GESTÃO COM AS PESSOAS: o enfrentamento dos desafios da Pandemia
Por Carla Cristina Dutra Búrigo
A humanidade, vem vivendo um momento peculiar, historicamente inimaginável. Precisamos nos reinventar, para sobreviver. Precisamos nos isolar fisicamente, para sobreviver. Precisamos nos unir, mesmo que distante, para sobreviver.
A pandemia, nos trouxe, quiçá uma consciência planetária, de algum modo democrática, que o isolamento social é a melhor maneira de sermos solidários com a preservação das nossas vidas e com a vida dos outros. Isolarmos uns dos outros, sem sequer nos tocarmos. É a normalidade da exceção. Da nossa exceção social.
Como reflexo da sociedade, a instituição universidade, por meio do seu processo de gestão vem necessitando se repensar, se reinventar em todos os sentidos, para manter suas atividades essenciais do ensino, da pesquisa e da extensão.
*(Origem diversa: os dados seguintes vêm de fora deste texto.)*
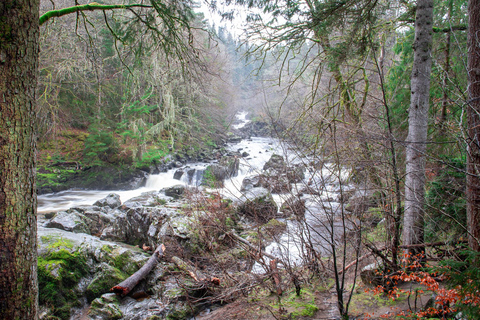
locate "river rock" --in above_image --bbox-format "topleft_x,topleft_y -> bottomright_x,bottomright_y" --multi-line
164,185 -> 185,199
202,156 -> 239,188
37,227 -> 150,319
241,173 -> 291,194
100,203 -> 171,245
93,193 -> 122,209
286,165 -> 305,183
236,187 -> 278,223
280,196 -> 306,218
263,154 -> 286,171
69,206 -> 115,235
87,293 -> 122,320
173,169 -> 184,180
43,210 -> 90,233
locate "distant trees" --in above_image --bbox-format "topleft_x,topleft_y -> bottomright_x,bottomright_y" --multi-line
37,0 -> 233,166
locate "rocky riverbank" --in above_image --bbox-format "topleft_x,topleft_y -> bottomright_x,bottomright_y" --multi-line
38,181 -> 300,320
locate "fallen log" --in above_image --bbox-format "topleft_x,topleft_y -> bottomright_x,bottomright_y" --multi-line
111,244 -> 165,297
339,252 -> 373,275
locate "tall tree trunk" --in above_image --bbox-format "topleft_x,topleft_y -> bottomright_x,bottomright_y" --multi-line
403,0 -> 434,253
0,0 -> 40,318
439,0 -> 453,127
467,0 -> 480,252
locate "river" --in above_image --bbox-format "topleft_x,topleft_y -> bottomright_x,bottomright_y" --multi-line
38,111 -> 354,275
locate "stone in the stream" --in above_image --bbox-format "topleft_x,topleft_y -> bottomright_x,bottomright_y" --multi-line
93,193 -> 122,209
69,206 -> 114,235
236,187 -> 278,223
286,165 -> 306,183
280,196 -> 306,218
164,184 -> 185,199
263,154 -> 286,171
173,169 -> 184,180
43,210 -> 89,233
101,203 -> 170,245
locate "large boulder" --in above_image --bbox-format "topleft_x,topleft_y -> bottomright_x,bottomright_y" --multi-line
202,156 -> 240,188
173,169 -> 184,180
43,210 -> 90,233
164,185 -> 185,199
241,174 -> 291,193
100,202 -> 171,245
263,154 -> 287,172
37,227 -> 150,319
286,165 -> 306,183
93,193 -> 122,209
236,187 -> 278,223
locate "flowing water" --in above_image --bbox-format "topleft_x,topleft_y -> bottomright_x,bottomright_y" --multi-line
38,111 -> 282,213
38,111 -> 353,276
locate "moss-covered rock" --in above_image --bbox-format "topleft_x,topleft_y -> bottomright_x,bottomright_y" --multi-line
88,293 -> 123,320
38,241 -> 88,319
86,263 -> 128,302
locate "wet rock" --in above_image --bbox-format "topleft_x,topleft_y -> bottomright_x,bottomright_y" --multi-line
263,154 -> 286,171
236,187 -> 278,223
173,169 -> 184,180
164,185 -> 185,199
261,218 -> 287,239
87,293 -> 122,320
286,165 -> 306,183
101,204 -> 170,245
37,227 -> 150,319
174,161 -> 183,168
86,263 -> 127,302
203,156 -> 240,188
240,174 -> 290,193
280,196 -> 306,218
93,193 -> 122,209
69,206 -> 114,235
43,210 -> 89,233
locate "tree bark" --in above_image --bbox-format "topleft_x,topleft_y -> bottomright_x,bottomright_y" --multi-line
0,0 -> 40,318
403,0 -> 434,254
467,0 -> 480,251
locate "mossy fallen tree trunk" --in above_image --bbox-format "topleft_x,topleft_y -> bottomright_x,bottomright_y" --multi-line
111,244 -> 165,297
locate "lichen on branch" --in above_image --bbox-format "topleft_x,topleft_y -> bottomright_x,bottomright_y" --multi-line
39,3 -> 152,25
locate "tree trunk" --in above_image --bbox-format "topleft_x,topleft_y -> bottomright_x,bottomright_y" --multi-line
467,0 -> 480,251
403,0 -> 434,253
0,0 -> 40,318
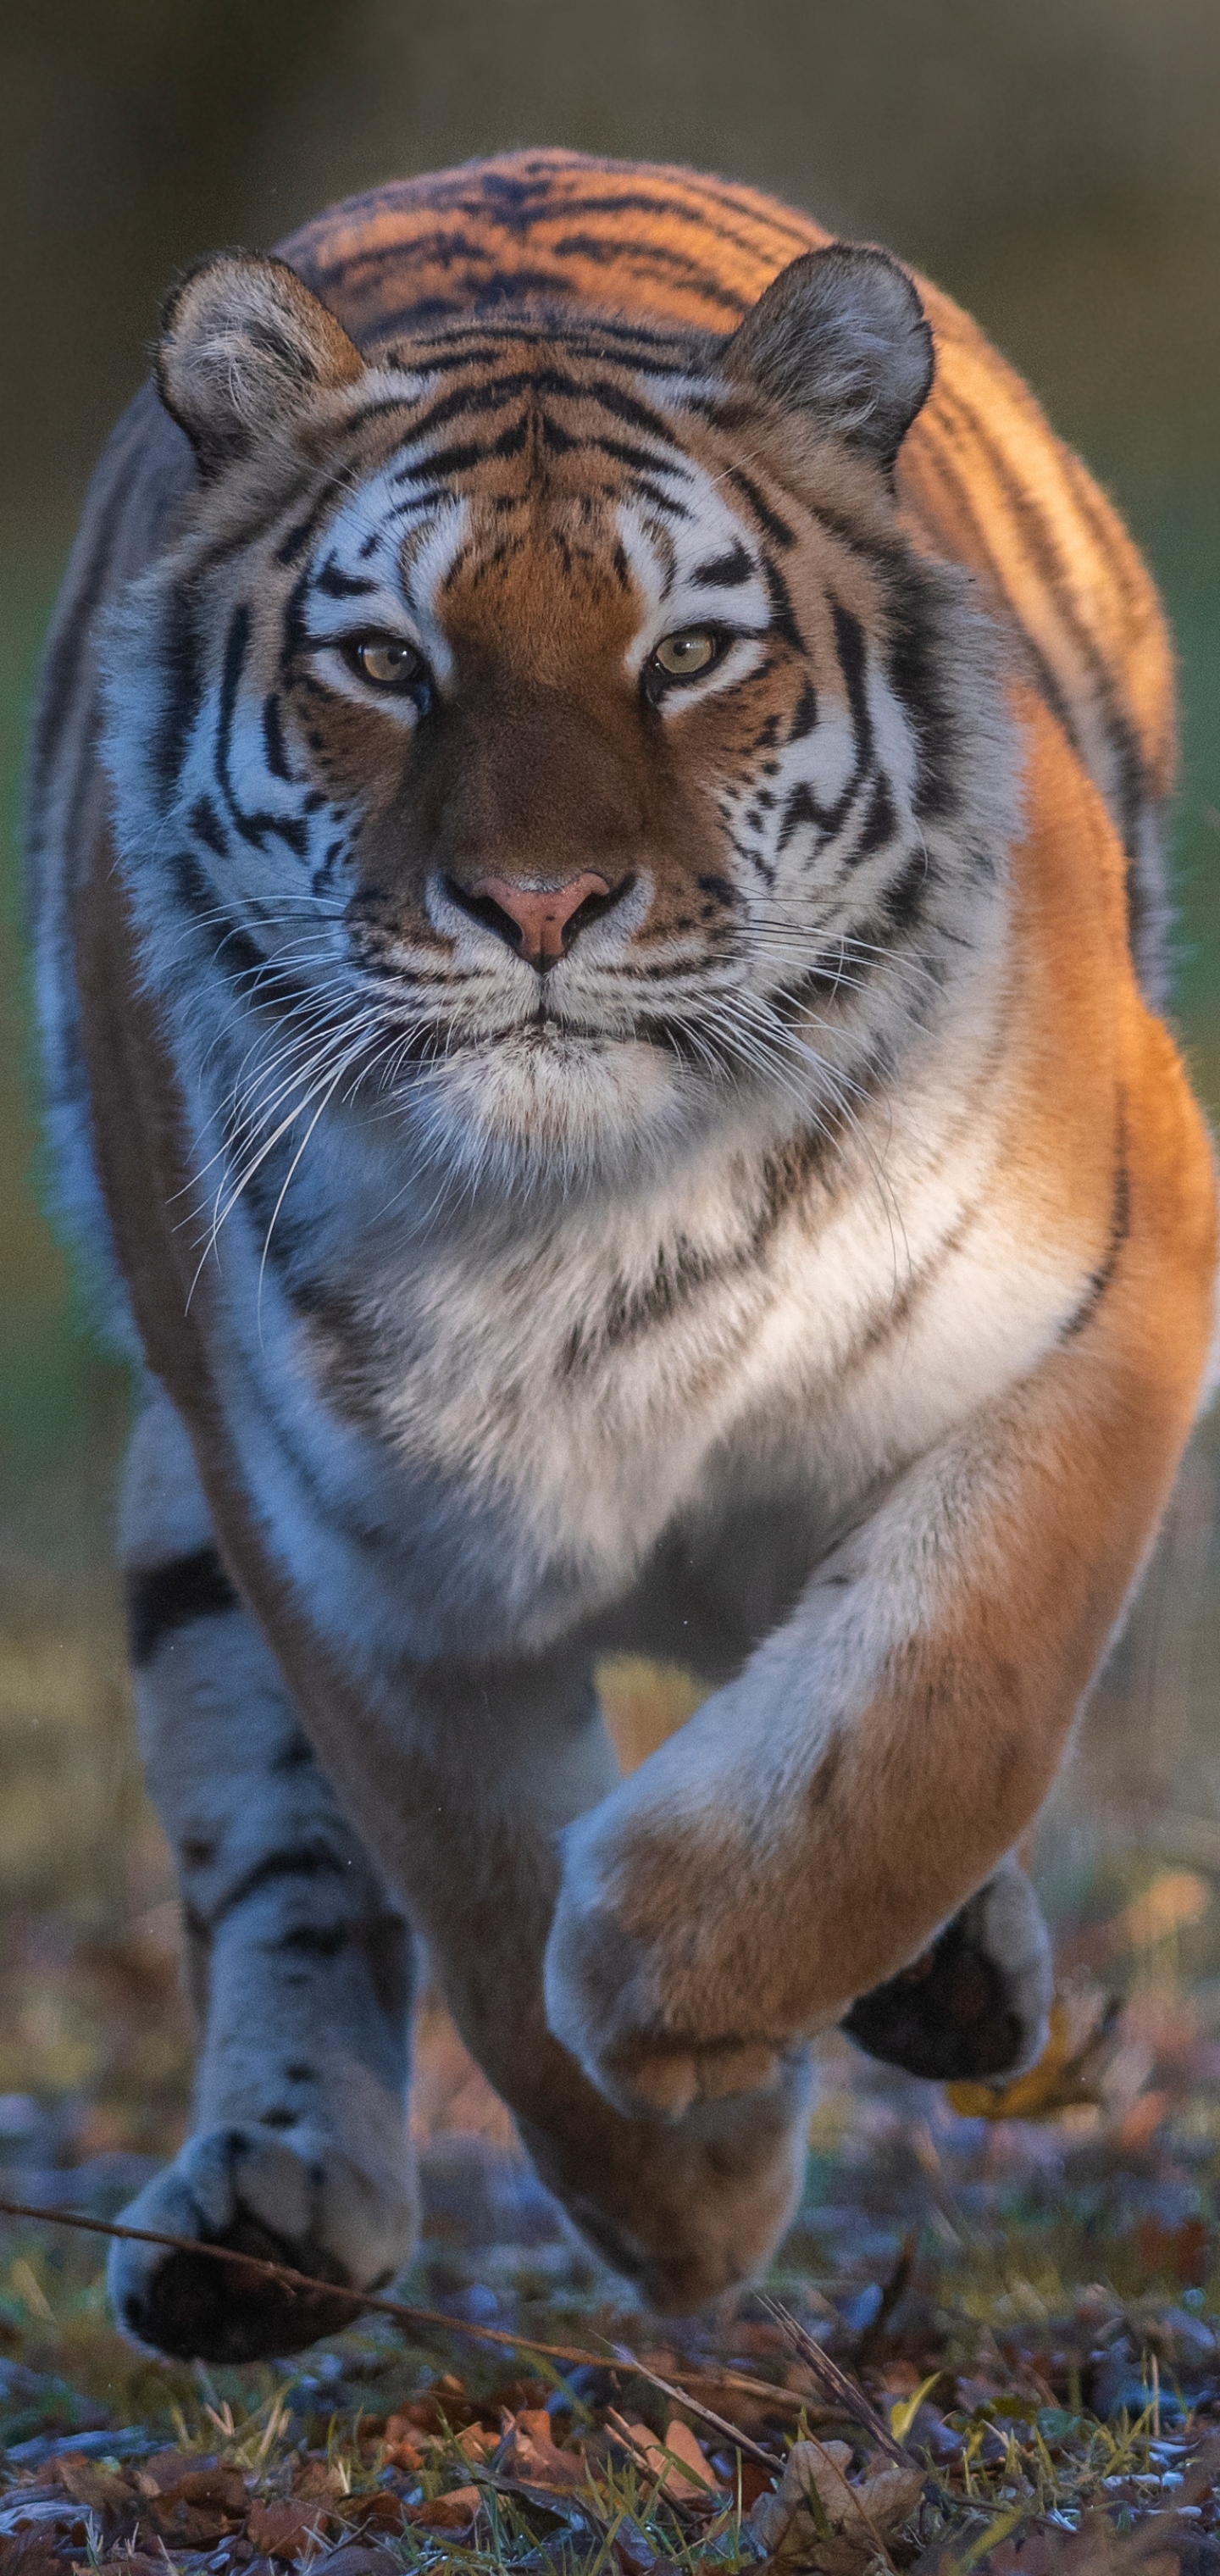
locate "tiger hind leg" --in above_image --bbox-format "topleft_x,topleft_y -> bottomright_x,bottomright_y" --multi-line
840,1855 -> 1053,2083
110,1393 -> 416,2362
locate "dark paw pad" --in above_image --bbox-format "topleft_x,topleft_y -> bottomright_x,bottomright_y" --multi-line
125,2211 -> 360,2362
840,1910 -> 1023,2081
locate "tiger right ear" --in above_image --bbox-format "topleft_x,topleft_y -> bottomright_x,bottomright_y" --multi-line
724,243 -> 934,469
156,253 -> 363,476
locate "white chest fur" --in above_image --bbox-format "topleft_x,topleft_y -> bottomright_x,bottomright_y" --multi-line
202,1003 -> 1084,1672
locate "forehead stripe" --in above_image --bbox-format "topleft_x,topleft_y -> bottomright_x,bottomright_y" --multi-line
393,419 -> 531,486
691,543 -> 752,587
724,466 -> 796,552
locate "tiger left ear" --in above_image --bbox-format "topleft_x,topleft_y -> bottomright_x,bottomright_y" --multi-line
724,243 -> 934,468
156,252 -> 364,476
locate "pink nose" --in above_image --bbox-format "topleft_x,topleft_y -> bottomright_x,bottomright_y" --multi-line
468,873 -> 612,968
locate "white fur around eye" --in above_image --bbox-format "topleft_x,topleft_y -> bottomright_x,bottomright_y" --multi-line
309,647 -> 429,725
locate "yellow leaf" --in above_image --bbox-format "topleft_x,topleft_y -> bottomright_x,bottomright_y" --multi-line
946,1997 -> 1108,2124
887,2370 -> 942,2443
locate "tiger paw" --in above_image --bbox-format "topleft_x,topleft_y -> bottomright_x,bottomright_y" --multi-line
840,1858 -> 1053,2083
543,1806 -> 798,2122
108,2124 -> 415,2362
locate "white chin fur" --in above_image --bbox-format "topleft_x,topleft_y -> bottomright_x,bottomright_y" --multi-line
412,1028 -> 693,1185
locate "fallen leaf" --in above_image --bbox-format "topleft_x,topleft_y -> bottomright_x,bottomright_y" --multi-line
403,2486 -> 482,2534
136,2449 -> 211,2495
456,2422 -> 497,2462
852,2461 -> 924,2531
40,2456 -> 130,2514
946,1998 -> 1112,2122
247,2496 -> 331,2562
339,2490 -> 404,2534
292,2462 -> 341,2501
170,2467 -> 247,2515
381,2434 -> 424,2472
502,2407 -> 586,2491
607,2413 -> 726,2505
0,2537 -> 62,2576
748,2437 -> 920,2567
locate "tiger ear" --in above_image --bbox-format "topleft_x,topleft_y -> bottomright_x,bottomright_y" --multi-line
156,252 -> 363,476
724,243 -> 934,467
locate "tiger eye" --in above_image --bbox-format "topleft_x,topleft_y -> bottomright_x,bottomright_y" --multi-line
652,630 -> 718,679
350,637 -> 424,689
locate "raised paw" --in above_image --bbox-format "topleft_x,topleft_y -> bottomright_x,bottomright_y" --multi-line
108,2124 -> 415,2362
840,1858 -> 1053,2083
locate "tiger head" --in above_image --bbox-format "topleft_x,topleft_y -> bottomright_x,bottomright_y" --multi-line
103,244 -> 1012,1201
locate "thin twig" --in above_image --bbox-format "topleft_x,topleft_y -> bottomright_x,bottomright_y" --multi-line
609,2346 -> 780,2471
759,2296 -> 913,2466
0,2195 -> 778,2468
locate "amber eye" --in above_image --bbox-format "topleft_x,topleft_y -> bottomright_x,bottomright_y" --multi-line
650,629 -> 720,681
346,636 -> 429,692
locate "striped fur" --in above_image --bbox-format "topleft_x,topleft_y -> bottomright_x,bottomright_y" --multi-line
26,153 -> 1216,2356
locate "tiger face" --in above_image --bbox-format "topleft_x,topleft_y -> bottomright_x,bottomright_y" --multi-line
103,247 -> 1013,1200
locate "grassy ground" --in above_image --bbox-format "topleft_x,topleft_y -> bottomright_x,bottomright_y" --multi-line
6,1982 -> 1220,2575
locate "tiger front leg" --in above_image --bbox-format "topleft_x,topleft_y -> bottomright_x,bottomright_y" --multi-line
545,1261 -> 1210,2122
110,1397 -> 416,2362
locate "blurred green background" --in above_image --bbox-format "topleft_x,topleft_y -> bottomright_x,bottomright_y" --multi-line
1,0 -> 1219,2151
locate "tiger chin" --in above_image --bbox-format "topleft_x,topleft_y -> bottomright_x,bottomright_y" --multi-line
29,150 -> 1216,2362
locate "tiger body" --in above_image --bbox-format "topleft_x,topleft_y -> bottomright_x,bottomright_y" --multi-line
28,153 -> 1217,2354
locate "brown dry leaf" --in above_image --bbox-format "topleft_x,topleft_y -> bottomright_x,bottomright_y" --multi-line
246,2496 -> 331,2562
291,2462 -> 341,2502
748,2437 -> 920,2567
607,2413 -> 725,2506
381,2434 -> 424,2473
403,2486 -> 482,2534
502,2407 -> 587,2492
134,2449 -> 202,2495
170,2467 -> 247,2516
852,2461 -> 925,2531
0,2537 -> 62,2576
41,2456 -> 130,2514
456,2423 -> 497,2463
338,2490 -> 404,2535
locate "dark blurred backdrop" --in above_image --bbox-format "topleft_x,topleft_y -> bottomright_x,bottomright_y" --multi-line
2,1 -> 1219,2142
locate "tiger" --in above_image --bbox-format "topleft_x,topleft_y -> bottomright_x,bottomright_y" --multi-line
27,148 -> 1217,2362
E isto, concretamente só está sendo possível, mesmo que distante, por meio da gestão com as pessoas, mediante a um processo de reflexão além do historicamente instituído.
A universidade como instituição social, inserida na sociedade, vivencia uma relação contraditória, de legitimadora e opositora a sociedade, devido a essência pedagógica, acadêmica e social, da qual é constitutiva.
A universidade em todo o seu processo histórico, vivenciou inúmeras crises de identidade na sua relação com a sociedade. Em pleno Século XXI, como elemento central de constituição do sistema da educação superior, a instituição universidade, está representada em todos os países do mundo e vive, ao longo do seu processo de consolidação, momentos turbulentos de formação e transformação, pois é uma expressão social, que exprime o modo de funcionamento da sociedade.
Nos primórdios, a universidade como instituição social, sob a proteção da Igreja, no Mundo Ocidental, tinha o objetivo de formar clérigos. Isto ocorreu no Século XIII, considerado como o Século do Apogeu das Universidades. Como um centro de formação cultural, com base nos entendimentos da sociedade da época, a universidade sofre sua primeira crise de identidade com o advento do Renascimento. Há uma ruptura nos valores sociais da época, e um novo fenômeno surge, o Estado, como um poder a priori, considerado laico, diante dos ditames ideológicos de preservação dos valores cristãos.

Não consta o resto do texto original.